Yeah, social reality rather than physical reality.
Yeah.
And the fact is it was enough.
It was enough to kill.
It was enough to give you cancer.
And, you know, they said it to you with confidence.
If they had said, look, we're in a pickle.
We don't know what to do.
I think this is in your interest to take, but it's not without its risks.
At least we would be able to look them in the eye now.
But having said, oh, it's safe and effective.
And then it turns out to have been neither, you know, the opposite.
Literally, it was radically unsafe and it made you more likely to get COVID.
It was the inverse of safe and effective.
Yep.
Right.
Having told us it was safe and effective, and then it turns out to be the inverse of that.
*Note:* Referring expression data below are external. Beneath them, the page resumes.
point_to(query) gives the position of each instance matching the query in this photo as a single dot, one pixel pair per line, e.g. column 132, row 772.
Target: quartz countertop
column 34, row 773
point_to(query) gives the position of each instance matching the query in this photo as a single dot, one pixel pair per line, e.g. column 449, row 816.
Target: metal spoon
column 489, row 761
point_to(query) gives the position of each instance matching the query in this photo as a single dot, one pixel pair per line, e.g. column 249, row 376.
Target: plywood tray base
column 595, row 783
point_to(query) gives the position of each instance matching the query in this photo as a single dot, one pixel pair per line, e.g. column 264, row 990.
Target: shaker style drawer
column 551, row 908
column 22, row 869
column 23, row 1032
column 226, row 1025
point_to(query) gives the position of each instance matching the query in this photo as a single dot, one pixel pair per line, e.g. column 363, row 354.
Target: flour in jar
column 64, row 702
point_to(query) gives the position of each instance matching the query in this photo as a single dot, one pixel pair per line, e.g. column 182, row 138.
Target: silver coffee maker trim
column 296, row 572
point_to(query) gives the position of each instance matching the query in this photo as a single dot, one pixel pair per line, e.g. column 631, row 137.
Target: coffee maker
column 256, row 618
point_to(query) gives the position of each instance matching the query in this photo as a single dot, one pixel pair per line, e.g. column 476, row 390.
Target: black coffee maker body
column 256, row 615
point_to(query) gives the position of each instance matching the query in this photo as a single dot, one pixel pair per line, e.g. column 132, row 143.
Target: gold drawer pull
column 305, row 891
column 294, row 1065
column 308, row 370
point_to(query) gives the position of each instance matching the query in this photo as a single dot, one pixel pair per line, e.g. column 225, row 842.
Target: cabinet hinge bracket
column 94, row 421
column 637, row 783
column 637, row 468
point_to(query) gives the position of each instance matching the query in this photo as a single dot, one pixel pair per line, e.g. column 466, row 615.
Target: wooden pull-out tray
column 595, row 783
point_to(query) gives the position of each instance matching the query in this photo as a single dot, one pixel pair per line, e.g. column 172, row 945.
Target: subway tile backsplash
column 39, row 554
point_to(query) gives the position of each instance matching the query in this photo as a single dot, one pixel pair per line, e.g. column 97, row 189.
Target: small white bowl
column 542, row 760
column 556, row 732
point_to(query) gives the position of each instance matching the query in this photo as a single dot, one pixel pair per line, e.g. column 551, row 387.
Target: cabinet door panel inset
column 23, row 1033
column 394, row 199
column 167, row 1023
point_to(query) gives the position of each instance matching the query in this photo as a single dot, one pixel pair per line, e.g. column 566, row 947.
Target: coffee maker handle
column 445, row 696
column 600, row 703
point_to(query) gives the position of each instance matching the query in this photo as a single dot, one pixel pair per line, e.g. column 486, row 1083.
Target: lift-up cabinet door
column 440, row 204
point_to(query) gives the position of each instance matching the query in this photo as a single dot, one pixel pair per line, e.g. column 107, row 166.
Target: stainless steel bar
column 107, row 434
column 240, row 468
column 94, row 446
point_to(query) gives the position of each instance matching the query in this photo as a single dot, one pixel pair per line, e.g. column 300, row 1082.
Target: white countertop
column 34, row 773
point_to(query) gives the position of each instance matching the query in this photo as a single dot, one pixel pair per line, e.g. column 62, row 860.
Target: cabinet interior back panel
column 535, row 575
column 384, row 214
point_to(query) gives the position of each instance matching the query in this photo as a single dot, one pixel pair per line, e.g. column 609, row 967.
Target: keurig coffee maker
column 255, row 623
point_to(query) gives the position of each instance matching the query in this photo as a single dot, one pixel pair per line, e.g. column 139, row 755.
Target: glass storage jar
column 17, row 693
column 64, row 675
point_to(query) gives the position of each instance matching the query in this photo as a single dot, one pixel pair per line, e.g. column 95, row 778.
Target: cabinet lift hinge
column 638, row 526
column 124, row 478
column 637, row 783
Now one goes to the doctor with trepidation and it's their own damn fault because they were reporting.
Yeah, they were reporting something based on a kind of faith and they were reporting it as if that faith was actually a scientifically justified extrapolation and it was nothing of the kind.
Right.
Well, and most doctors weren't just reporting it.
They were they were requiring it.
They were browbeating us for daring to question them, even when it was obvious that there was way too much confidence being deployed given the emergent nature of the situation and the remedies.
That's right.
Yeah.
Well, I think we're there.
I think we are there.
I think we're there for the week.
So we will be back with more dark horse in a week.